散歩中に犬同士があうと、どちらかの犬や両方の犬がおしっこを始めることがあります。これはおしっこするということで自分の緊張をやわらげて、相手の犬に対しても「落ち着いて、仲良くしよう」と伝えているカーミングシグナルのひとつです[1][3][4]。新しい場所や診察室に入ると必ずおしっこをしてしまう犬がいますが、それはとても緊張していて、しかも自分に落ち着かなければと言い聞かせていると言えるでしょう。その場合、不安な犬の気持ちをよんで、怒ったりしないようにしてあげてくださいね。


 
人間にとっては無意味にみえる行動でも、実はいろんな意味があることがあります。それが分かれば、散歩中に便を片付けている時に急に砂をかけて砂まみれになったり、シャンプーしてやっとキレイになったと思ったとたん砂の上をゴロゴロされても「しょうがない」と少し気持ちが収まるのではないでしょうか。
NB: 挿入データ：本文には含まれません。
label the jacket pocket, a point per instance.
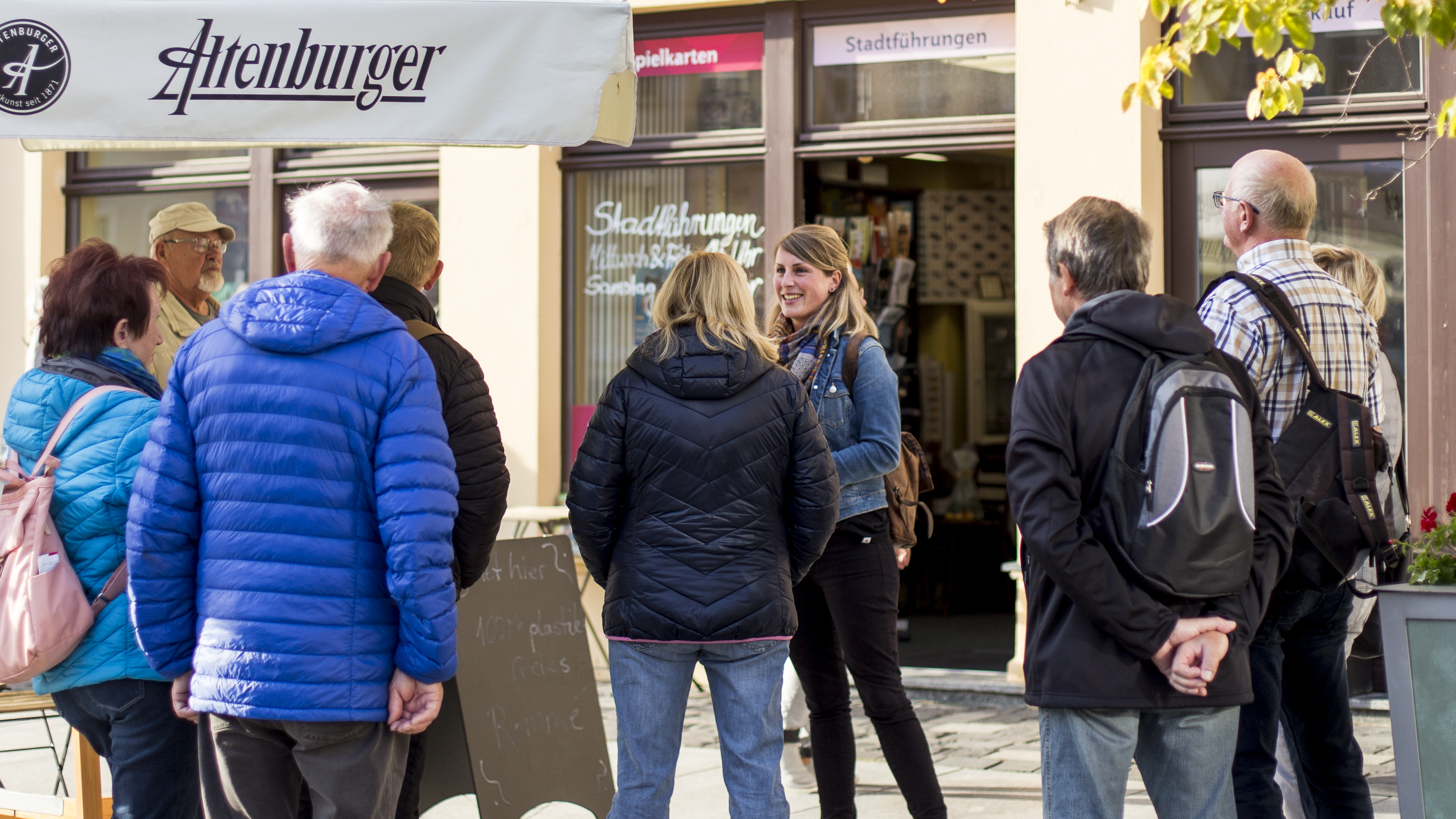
(115, 694)
(836, 408)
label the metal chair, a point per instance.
(35, 707)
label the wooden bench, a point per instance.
(88, 803)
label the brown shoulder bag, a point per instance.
(906, 482)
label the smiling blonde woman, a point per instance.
(849, 601)
(702, 493)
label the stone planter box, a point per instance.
(1419, 624)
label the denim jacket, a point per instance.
(864, 434)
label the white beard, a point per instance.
(212, 280)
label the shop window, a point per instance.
(1349, 35)
(699, 83)
(1360, 206)
(121, 219)
(628, 229)
(915, 69)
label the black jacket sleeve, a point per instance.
(599, 483)
(1044, 487)
(479, 457)
(1274, 524)
(810, 490)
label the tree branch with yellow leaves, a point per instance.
(1203, 27)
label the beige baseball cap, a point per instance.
(187, 216)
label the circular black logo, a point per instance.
(34, 66)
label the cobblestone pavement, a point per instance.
(988, 760)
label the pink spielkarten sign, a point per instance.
(699, 54)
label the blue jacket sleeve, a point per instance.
(164, 525)
(599, 483)
(415, 493)
(811, 490)
(877, 403)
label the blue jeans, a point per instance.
(650, 684)
(1184, 757)
(152, 752)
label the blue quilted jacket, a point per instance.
(289, 534)
(99, 455)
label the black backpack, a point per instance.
(1178, 486)
(1328, 458)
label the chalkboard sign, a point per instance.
(522, 725)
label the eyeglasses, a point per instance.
(200, 245)
(1219, 199)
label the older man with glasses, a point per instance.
(190, 244)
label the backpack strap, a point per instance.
(115, 585)
(851, 371)
(46, 462)
(423, 330)
(1283, 312)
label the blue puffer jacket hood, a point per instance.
(99, 455)
(289, 534)
(309, 314)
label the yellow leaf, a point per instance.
(1285, 62)
(1267, 40)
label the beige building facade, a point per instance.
(935, 136)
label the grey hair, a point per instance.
(1283, 206)
(1104, 245)
(340, 222)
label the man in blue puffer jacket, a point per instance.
(289, 535)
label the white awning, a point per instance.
(91, 75)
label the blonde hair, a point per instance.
(711, 293)
(1356, 272)
(820, 247)
(415, 247)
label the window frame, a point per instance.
(1324, 107)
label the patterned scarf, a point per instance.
(803, 352)
(126, 363)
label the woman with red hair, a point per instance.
(99, 327)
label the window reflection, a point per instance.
(1394, 67)
(680, 104)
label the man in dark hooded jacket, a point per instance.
(1117, 671)
(414, 269)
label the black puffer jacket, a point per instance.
(1090, 630)
(702, 493)
(474, 436)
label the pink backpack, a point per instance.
(44, 611)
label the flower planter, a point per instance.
(1419, 626)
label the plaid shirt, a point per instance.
(1341, 334)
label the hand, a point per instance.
(1196, 662)
(412, 704)
(181, 694)
(1186, 630)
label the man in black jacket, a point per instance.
(414, 269)
(1117, 671)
犬のしぐさや行動には、実は無意味なものはひとつもないのです。人がおしゃべりするように、犬はしぐさやボディ-ランゲージなどの「犬語」を使いながら自分の気持ちを一生懸命伝えようとしています。自分の気持ちが通じると嬉しいのは、人も犬も同じですよね。私たちも犬のしぐさと気持ちを読み取る努力をすれば、人と犬とのコミュニケーションがもっと豊かになり、犬との暮らしがもっとハッピーになるのではないでしょうか。


◼︎以下の文献を参考に執筆しました。
[1] トゥーリッド・ルーガス. (2009). 『カーミングシグナル by.トゥーリッド・ルーガス』. エー・ディー・サマーズ
[2] リーセヴィベケ・S., & 藤田りか子. (2011). 『ドッグ・トレーナーに必要な「深読み・先読み」テクニック: 犬の行動シミュレーション・ガイド』. 誠文堂新光社.
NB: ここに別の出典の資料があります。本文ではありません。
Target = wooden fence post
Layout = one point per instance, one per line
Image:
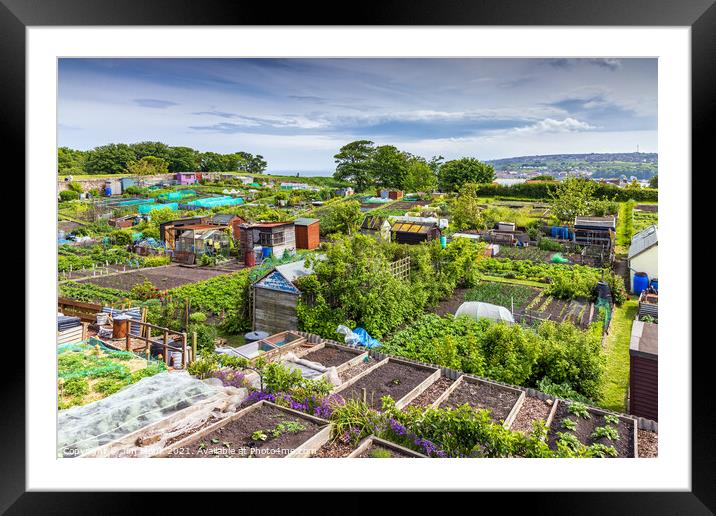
(193, 347)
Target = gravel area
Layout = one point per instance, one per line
(648, 444)
(429, 395)
(532, 409)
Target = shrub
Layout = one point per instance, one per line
(68, 195)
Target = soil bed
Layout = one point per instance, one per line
(333, 449)
(531, 410)
(380, 450)
(624, 445)
(648, 444)
(429, 395)
(161, 277)
(234, 440)
(483, 396)
(356, 370)
(330, 357)
(392, 379)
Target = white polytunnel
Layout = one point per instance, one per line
(479, 310)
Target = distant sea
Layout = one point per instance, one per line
(302, 173)
(509, 181)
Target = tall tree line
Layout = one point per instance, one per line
(121, 158)
(366, 165)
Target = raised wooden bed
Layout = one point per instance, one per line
(524, 406)
(353, 387)
(626, 445)
(316, 436)
(376, 442)
(353, 356)
(506, 415)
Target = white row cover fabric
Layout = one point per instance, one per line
(82, 429)
(480, 310)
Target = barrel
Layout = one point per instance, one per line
(641, 282)
(250, 258)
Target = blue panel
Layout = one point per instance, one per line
(276, 281)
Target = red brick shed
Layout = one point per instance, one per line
(307, 233)
(644, 370)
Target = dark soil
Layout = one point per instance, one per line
(392, 379)
(234, 439)
(624, 445)
(394, 454)
(356, 369)
(483, 396)
(333, 449)
(161, 277)
(531, 410)
(433, 392)
(330, 356)
(648, 444)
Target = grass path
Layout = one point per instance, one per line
(499, 279)
(616, 377)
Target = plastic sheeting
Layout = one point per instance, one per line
(357, 337)
(83, 429)
(479, 310)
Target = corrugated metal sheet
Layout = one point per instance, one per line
(643, 240)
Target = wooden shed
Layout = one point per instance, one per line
(307, 233)
(414, 232)
(376, 226)
(644, 370)
(279, 237)
(275, 298)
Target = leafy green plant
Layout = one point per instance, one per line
(579, 409)
(611, 419)
(569, 424)
(259, 435)
(380, 453)
(608, 432)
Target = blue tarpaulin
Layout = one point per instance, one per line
(365, 339)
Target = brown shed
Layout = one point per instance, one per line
(307, 233)
(644, 370)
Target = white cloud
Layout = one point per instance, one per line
(549, 125)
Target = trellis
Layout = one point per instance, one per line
(401, 268)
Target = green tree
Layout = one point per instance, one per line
(389, 167)
(572, 197)
(419, 176)
(109, 159)
(457, 172)
(341, 217)
(70, 161)
(148, 165)
(466, 212)
(353, 164)
(183, 159)
(156, 149)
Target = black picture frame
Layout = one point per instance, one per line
(700, 15)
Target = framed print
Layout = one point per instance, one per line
(430, 234)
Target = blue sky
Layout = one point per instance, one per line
(297, 113)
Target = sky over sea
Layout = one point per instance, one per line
(297, 113)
[3] リーセヴィベケ. (2014). 『いぬ語会話帖: 犬の言葉をシンプルに理解するためのフォトブック』. 誠文堂新光社.
[4] 西川文二. (2013). 『しぐさでわかるイヌ語大百科 カーミング・シグナルとボディ・ランゲージでイヌの本音が丸わかり!』. ソフトバンククリエイティブ.